Le président Paul Biya a entamé un nouveau mandat dans un contexte de légitimité contestée et de défis accumulés. À 90 ans, le chef de l’État, au pouvoir depuis 1982, fait face à une pression sociale et politique sans précédent, tandis que la fracture entre le pouvoir et une partie de la population n’a jamais semblé aussi profonde.
Sa réélection en octobre dernier, bien qu’anticipée, a été marquée par une dynamique nouvelle. La campagne a vu l’émergence médiatique d’Issa Tchiroma Bakary, dont la percée a symbolisé une forme de renouvellement du discours oppositionnel. Plus significatif encore, un fort sentiment de « dégagisme » a animé une partie de l’électorat, particulièrement parmi la jeunesse, qui ne se reconnaît plus dans un système politique perçu comme figé.
Ce nouveau mandat s’inscrit dans une trajectoire historique lourde. Paul Biya, l’un des doyens des chefs d’État en exercice sur la scène internationale, a bâti un régime où la stabilité a longtemps primé sur les réformes démocratiques. Cette longévité politique contraste aujourd’hui avec l’urgence des problèmes nationaux. L’économie, bien qu’affichant une croissance théorique, peine à créer des emplois pour une population jeune et de plus en plus urbaine. Parallèlement, la crise sécuritaire dans les régions anglophones mine l’unité du pays depuis plusieurs années.
Les perspectives pour ce septennat sont celles d’une navigation en eaux troubles. Les observateurs s’interrogent sur la capacité du président à initier les réformes structurelles que beaucoup appellent de leurs vœux. La question de sa succession, taboue jusqu’à présent, deviendra inéluctablement le sujet central de ce mandat, avec le risque d’une intensification des luttes de pouvoir au sein de l’appareil étatique. La gestion des crises immédiates, qu’elles soient sécuritaires, économiques ou sociales, déterminera la possibilité même d’une transition apaisée à terme.

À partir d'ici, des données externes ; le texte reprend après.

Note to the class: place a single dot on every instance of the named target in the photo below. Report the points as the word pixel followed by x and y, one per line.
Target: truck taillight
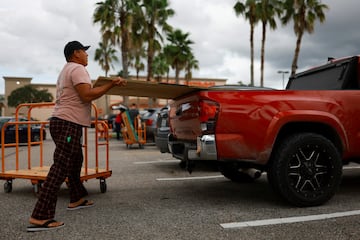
pixel 149 122
pixel 208 111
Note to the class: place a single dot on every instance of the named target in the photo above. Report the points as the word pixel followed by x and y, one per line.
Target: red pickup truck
pixel 301 137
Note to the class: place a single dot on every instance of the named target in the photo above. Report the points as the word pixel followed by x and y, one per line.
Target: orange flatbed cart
pixel 37 174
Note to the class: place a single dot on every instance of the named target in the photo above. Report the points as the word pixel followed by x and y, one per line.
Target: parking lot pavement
pixel 150 197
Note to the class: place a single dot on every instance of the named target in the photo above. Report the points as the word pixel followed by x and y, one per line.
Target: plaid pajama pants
pixel 68 159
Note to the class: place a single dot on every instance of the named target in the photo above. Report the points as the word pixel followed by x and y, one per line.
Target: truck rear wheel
pixel 306 169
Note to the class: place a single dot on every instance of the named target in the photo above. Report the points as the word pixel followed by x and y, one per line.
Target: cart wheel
pixel 102 185
pixel 8 186
pixel 37 187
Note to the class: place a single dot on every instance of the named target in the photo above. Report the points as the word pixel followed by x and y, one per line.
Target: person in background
pixel 72 112
pixel 118 121
pixel 133 113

Au-delà des défis institutionnels, la fracture intergénérationnelle représente une faille critique. Une large partie de la jeunesse camerounaise, déconnectée de la vieille garde politique, exige des comptes et des opportunités. Son désenchantement est un terreau fertile pour l’instabilité si des réponses concrètes ne sont pas apportées rapidement aux questions de chômage et de représentation politique.
Enfin, la crédibilité internationale du Cameroun est également en jeu. Partenaires traditionnels et investisseurs étrangers observent avec une attention accrue la capacité de Yaoundé à résoudre la crise dans les régions anglophones de manière inclusive et à garantir une gouvernance transparente. La manière dont le pouvoir gérera ces dossiers sensibles définira non seulement la place du Cameroun dans la sous-région, mais aussi son attractivité économique pour la décennie à venir.